The Obama Administration is postponing a much-touted provision of the new healthcare law which bars employers from providing better benefits to top executives than to other employees, reports the New York Times.
Internal Revenue Service officials told the Times that they would not enforce the provision this year because they had yet to issue regulations for employers to follow.
Adopted nearly four years ago, the Affordable Care Act says employer-sponsored health plans cannot discriminate “in favor of highly compensated individuals” with respect to either eligibility or benefits. The law allows for a substantial tax break for employer-sponsored insurance, and lawmakers said employers should not provide more generous coverage to a select group of high-paid employees. Reaching that goal, however, has proved difficult.

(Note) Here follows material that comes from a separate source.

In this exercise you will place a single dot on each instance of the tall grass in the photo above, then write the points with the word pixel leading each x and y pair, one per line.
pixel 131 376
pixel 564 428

The I.R.S. told the Times that they were wrestling with complicated factors like how to measure the value of employee health benefits, how to define “highly compensated” and what exactly constitutes discrimination.
Bruce I. Friedland, a spokesperson for the I.R.S., told the Times that employers would not have to comply until the agency issued regulations or other guidance.
President Barack Obama signed the health care law in March 2010. The ban on discriminatory health benefits was supposed to take effect six months later, but Administration officials reportedly said then that they needed more time to develop rules.
A law banning similar discrimination was adopted more than 30 years ago for employers who serve as their own insurers. Now it extends to employers who buy insurance from companies like Aetna, Cigna, Humana and WellPoint, or from local Blue Cross and Blue Shield plans, the Times reports.
“Under the Affordable Care Act, for the first time, all group health plans will be prohibited from offering coverage only to their highest-paid employees,” Erin Donar, a Treasury spokesperson, told the Times. “The Departments of Health and Human Services, Labor and the Treasury are working on rules that will implement this requirement.”
The equal coverage delay is the latest in series of extensions to hit the rollout of Obamacare, which is sure to become an issue during mid-term elections.
The White House has delayed a requirement that larger employers offer coverage to full-time employees and delayed online enrollment in the federal insurance exchange for small businesses. It waived major provisions of the 2010 health law so consumers could renew policies that would otherwise have been canceled or terminated because they did not meet the law’s coverage requirements.
Additionally, the administration announced that people with canceled insurance policies could obtain hardship exemptions shielding them from tax penalties if they went uncovered this year.
A thorny issue confronting the I.R.S. is whether an employer is in violation of the law if it offers the same health insurance to all employees but large numbers of low-paid workers turn down the offer and instead obtain coverage from other sources, like a health insurance exchange, the Times reports.